The Delaware Leader was launched sometime in 1917 in Laurel, Delaware. It was published every Saturday and was politically Republican in nature. Edwin Totten served as editor and publisher from the time of its founding through 1920. The Delaware Leader cost $1.50 per year or 3 cents per copy. With the motto, "Representing the Welfare of the People," the newspaper claimed to have the largest circulation in lower Sussex County, with 1,450 papers by 1920.

The Delaware Leader reported largely on local and state news, especially news of a political nature. The May 8,1920 issue, for instance, noted the passage of women's suffrage in the state Senate as well as reporting on accusations levelled against Governor John Townsend for attempting to prevent the re-election of County Chairman Elijah Lynch. The Leader also commented on the scarcity of farm labor, noting that higher wages in other industries drew workers away from farming and, consequently, that agricultural products would cost more.

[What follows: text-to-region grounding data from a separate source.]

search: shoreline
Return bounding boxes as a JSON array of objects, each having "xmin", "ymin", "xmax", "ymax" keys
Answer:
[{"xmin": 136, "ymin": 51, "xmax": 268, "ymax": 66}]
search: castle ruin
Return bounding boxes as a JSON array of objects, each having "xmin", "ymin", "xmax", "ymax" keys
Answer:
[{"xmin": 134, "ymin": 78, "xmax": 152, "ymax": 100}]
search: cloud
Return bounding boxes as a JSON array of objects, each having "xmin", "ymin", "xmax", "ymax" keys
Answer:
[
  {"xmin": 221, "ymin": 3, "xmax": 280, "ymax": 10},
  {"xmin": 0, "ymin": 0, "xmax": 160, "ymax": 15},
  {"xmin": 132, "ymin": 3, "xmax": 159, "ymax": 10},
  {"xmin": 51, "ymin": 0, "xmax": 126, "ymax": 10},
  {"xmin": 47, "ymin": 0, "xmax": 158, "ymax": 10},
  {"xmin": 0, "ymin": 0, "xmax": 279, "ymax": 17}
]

There was a strong agricultural focus to the Delaware Leader. Articles addressed topics such as pruning peach trees, handling caterpillars and other pests, and medals awarded to corn growers. In addition, the Leader addressed the rising price of sugar, placing the blame on President Wilson's decision in the fall of 1919 to block the importation of Cuban sugar in an effort to regulate the postwar economy.

In addition to covering political and agricultural news, the Delaware Leader published serial novels and reported on state and county news, including the social and personal activities of citizens. The newspaper included a large number of advertisements, particularly for health items including Lydia E. Pinkham's Vegetable Compounds and Freezone Corn Remover.

It is unclear when the Delaware Leader ceased publication.